Dr. Jiwon Kim
Hibbitt Postdoctoral Fellow in Engineering
Brown University
Research Vision: Build, Predict, and Control
As a mechanical engineer, I investigate the dynamic, force-mediated reciprocity between cells and their microenvironments. My research converges biomaterials, microphysiological systems (MPS), and quantitative imaging to establish a new therapeutic paradigm, “Mechanomedicine”. My future laboratory will operate under the motto "Build, Predict, and Control":
- Build advanced in vitro disease models that recapitulate the complex mechanical landscapes of human tissue.
- Predict pathological cell behaviors through integrated computational modeling and quantitative data.
- Control biological outcomes by leveraging physical cues to enhance beneficial processes (e.g., immune infiltration) while suppressing harmful ones (e.g., tumor invasion).
Key Contributions
- Symmetry Breaking and Remote Control of Collective Cell Invasion (Nature Physics, 2026)
I discovered that the initial geometry of multicellular spheroids dictates the site of invasion, as cellular traction forces locally accumulate near regions of high curvature. This localized force induces radial alignment of matrix fibrils, which act as a “highway” for cell migration, leading to spatially selective invasion from these regions. I further showed that collective invasion can be paused or even reversed by transiently applying osmotic pressure, revealing an unprecedented mechanism of “remote control” via a purely physical trigger. This work provided new insight into how spherical cell collectives break morphological symmetry and initiate further tissue morphogenesis.
- Discovery of ‘collective mechanical memory’ via supracellular physical network (ACS Applied Materials and Interfaces, 2025)
I developed in vitro models of ovarian cancer metastasis that incorporate key physical features of anatomical microenvironments. Inspired by the broad heterogeneity in stiffness of early-stage ovarian tumors, I cultured ovarian cancer cells in biomaterials of different stiffnesses and found that cells retained a “memory” of their previous mechanical environment even after being transferred to the same final condition. The mechanical memory was transmitted across generations through supracellular cytoskeletal networks, rather than being explained solely by gene expression or epigenetic regulation. I further showed that this collective mechanical memory depends on intercellular communication through gap junctions. Moving forward, I aim to continue investigating biological phenomena that cannot be fully explained by conventional biochemical approaches, using mechanical and quantitative perspectives to better understand cell and tissue behaviors.

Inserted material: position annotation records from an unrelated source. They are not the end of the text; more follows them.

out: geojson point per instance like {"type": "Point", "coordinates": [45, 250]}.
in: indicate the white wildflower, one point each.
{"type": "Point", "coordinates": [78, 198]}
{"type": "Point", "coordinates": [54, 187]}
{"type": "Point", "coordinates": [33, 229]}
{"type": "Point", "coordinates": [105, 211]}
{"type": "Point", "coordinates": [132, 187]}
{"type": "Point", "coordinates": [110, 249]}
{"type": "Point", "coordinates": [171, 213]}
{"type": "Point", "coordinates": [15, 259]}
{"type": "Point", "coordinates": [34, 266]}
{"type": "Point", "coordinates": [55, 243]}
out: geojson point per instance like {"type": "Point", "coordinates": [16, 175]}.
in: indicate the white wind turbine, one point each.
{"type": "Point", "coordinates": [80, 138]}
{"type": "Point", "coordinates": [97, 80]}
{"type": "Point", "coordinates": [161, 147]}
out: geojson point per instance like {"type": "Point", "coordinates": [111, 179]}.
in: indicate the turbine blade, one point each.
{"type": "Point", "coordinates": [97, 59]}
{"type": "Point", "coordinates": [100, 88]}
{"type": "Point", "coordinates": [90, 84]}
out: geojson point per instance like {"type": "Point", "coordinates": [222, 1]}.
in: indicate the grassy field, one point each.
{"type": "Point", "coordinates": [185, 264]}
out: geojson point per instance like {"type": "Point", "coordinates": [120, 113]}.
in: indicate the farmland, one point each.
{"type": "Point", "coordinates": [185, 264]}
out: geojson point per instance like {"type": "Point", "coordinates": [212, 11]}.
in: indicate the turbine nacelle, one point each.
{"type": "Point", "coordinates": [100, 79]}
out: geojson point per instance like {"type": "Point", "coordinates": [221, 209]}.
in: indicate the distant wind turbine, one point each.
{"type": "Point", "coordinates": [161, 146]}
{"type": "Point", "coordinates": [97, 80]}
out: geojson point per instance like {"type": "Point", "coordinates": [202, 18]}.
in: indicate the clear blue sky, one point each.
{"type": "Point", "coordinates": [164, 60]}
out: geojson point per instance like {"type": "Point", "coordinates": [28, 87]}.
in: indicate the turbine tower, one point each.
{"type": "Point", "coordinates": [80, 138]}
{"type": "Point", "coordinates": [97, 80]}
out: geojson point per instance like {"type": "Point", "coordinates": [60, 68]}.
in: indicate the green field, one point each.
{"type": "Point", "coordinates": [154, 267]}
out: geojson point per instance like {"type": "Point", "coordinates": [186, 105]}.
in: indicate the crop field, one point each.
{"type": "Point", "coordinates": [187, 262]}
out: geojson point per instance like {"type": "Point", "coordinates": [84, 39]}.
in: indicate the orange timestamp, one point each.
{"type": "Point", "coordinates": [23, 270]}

- Developing platforms to maintain, observe, and control multiscale biological systems (Lab on a Chip, 2022)
I engineered microphysiological platforms to maintain and observe biological systems under various constraints. By developing a microfluidic "capture" system for buoyant adipocytes, I achieved the first-ever high-resolution recording of 'liposecretion' (lipid droplet secretion).
Ongoing projects
- Semiconductor-based Platforms: Developing capacitance-sensing arrays for label-free, real-time monitoring of microtissues and pixel-level electrical stimulation to guide cell patterning.
- AI-Assisted Analysis: Utilizing machine learning to quantify immune-cell phenotypes and collective dynamics within complex extracellular matrices.
By synthesizing microphysiological systems, semiconductor technology, and AI, I aim to develop robust engineering strategies to decode and manipulate the physical language of biological systems.